Auf den Finanzmärkten wird erwartet, dass die US-Zentralbank (Fed) ihren Leitzins bis Mitte 2023 zwar noch auf knapp 5 Prozent anheben wird, ihn aber bis Ende 2023 wieder um 50 Basispunkte abgesenkt haben wird. Die zehnjährige Rendite der US-Staatsanleihen ist von ihrem jüngsten Hoch von 4,23 Prozent am 24. Oktober 2022 auf nunmehr 3,50 Prozent gefallen. Aus Sicht der Investoren hat ganz offensichtlich der Zinserhöhungszyklus bei den Langfristzinsen den Gipfel bereits überschritten. Für diese - im aktuellen Hochinflationsumfeld eigentlich überraschende - Erwartungshaltung in den Märkten gibt es eine Reihe von Erklärungen.
Man kann an eine Eintrübung der US-Konjunktur im kommenden Jahr denken, die die Wahrscheinlichkeit einer Rezession erhöht. Auch geht vermutlich so mancher Investor davon aus, dass die aktuelle Hochinflation - im Oktober 2022 lag die offiziell ausgewiesene Inflation der Güterpreise bei 7,7 Prozent - abklingt, dass sie in den kommenden Monaten weiter nachgeben wird. Beides zusammen lässt es plausibel erscheinen, dass die Fed ihre Zinserhöhungen zumindest teilweise wieder rückgängig machen wird. Doch hinter der aktuellen Markterwartung könnte sich noch etwas Anderes verbergen: das Schuldenproblem.
Die US-Staatsverschuldung beläuft sich auf mittlerweile auf 31 Billionen US-Dollar. Im Jahr 2021 beliefen sich die Kreditzinsen auf 352 Mrd. US-Dollar - dank der extrem niedrigen Kurz- und Langfristzinsen. Würde der Kreditzins jedoch dauerhaft bei, sagen wir, 4 Prozent verharren, würden die Zinskosten nach und nach auf 1,2 Billionen US-Dollar steigen. Eine gewaltige Summe! Zum Vergleich: Die Verteidigungsausgaben der USA in 2021 betrugen 801 Mrd. US-Dollar. Eine solche Zinslast wäre kaum zu schultern, und vor allem wäre sie wohl auch politisch nicht gewünscht. Der Fed sind so gesehen zinspolitisch die Hände gebunden.
Warum hat die Fed dann überhaupt die Zinsen angehoben?

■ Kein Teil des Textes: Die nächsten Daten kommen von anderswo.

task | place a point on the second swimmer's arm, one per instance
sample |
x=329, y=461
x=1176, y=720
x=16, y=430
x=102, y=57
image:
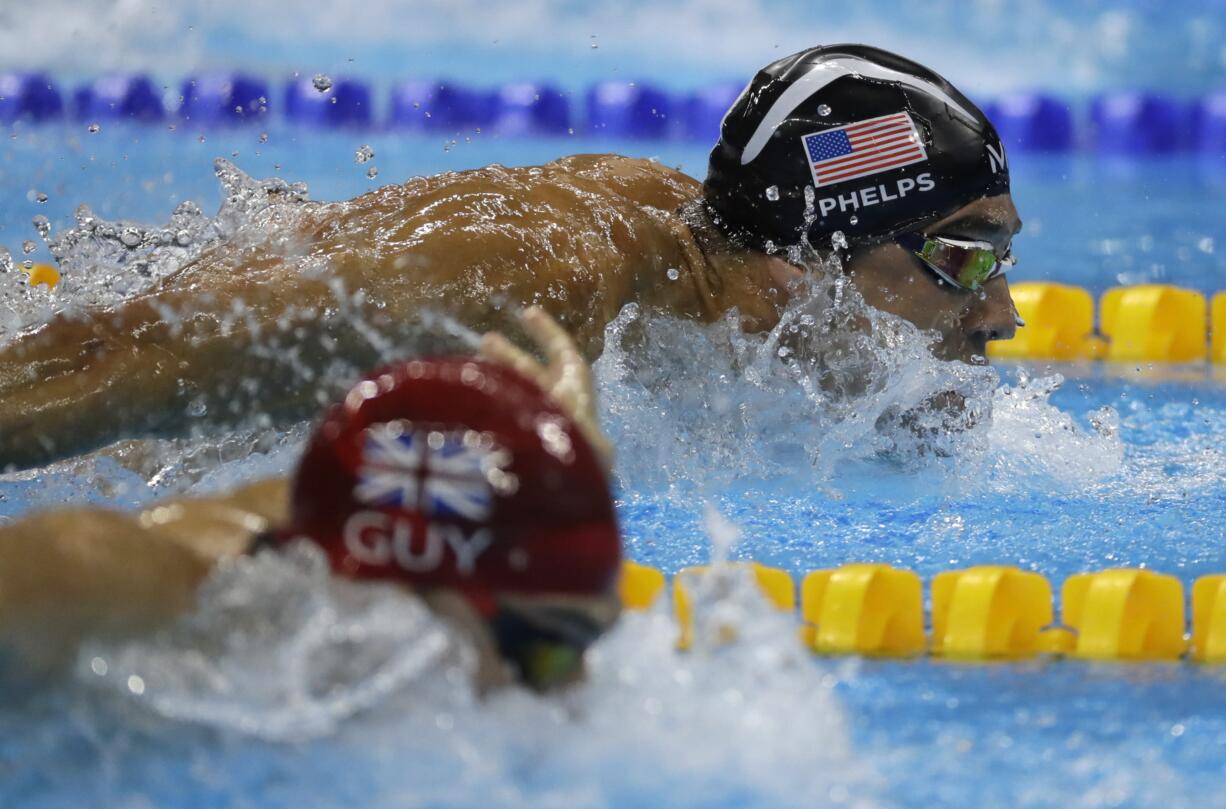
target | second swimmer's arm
x=82, y=573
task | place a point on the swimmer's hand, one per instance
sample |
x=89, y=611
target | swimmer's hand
x=568, y=378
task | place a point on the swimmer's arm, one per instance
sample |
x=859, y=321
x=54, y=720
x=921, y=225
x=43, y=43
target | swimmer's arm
x=91, y=573
x=568, y=378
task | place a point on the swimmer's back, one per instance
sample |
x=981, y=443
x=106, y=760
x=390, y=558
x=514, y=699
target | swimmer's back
x=581, y=235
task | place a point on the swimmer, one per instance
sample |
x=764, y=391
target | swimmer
x=841, y=146
x=481, y=486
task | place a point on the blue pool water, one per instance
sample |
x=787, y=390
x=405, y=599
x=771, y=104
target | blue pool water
x=1079, y=467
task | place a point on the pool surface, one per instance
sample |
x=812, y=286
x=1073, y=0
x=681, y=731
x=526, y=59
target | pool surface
x=287, y=690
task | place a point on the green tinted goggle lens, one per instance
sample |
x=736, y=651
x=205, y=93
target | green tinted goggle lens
x=547, y=664
x=964, y=264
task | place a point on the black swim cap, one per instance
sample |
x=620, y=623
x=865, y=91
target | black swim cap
x=851, y=139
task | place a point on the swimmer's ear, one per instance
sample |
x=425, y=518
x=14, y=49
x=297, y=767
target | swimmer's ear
x=568, y=378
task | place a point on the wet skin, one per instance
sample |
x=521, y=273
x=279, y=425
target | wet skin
x=261, y=326
x=895, y=281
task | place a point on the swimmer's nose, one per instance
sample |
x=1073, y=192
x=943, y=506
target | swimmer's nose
x=992, y=314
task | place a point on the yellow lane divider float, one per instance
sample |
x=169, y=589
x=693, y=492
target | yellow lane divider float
x=1143, y=324
x=42, y=275
x=988, y=612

Der Grund ist die Hochinflation bei den Konsumgüterpreisen. Die Hochinflation ist für viele Amerikaner ein sichtbares Problem, das auch politisch brisant ist. Der Verarmungseffekt, den eine Inflation bewirkt, droht, so zeigt die Erfahrung, Regierungen die Zustimmung durch das Volk zu versagen. Vor allem aber werden die Menschen bei anhaltender Hochinflation ihr Vertrauen in das Geld verlieren. Im Extremfall kommt es zur Flucht aus dem Geld, und der Staat verliert eines seiner effektivsten Machtinstrumente.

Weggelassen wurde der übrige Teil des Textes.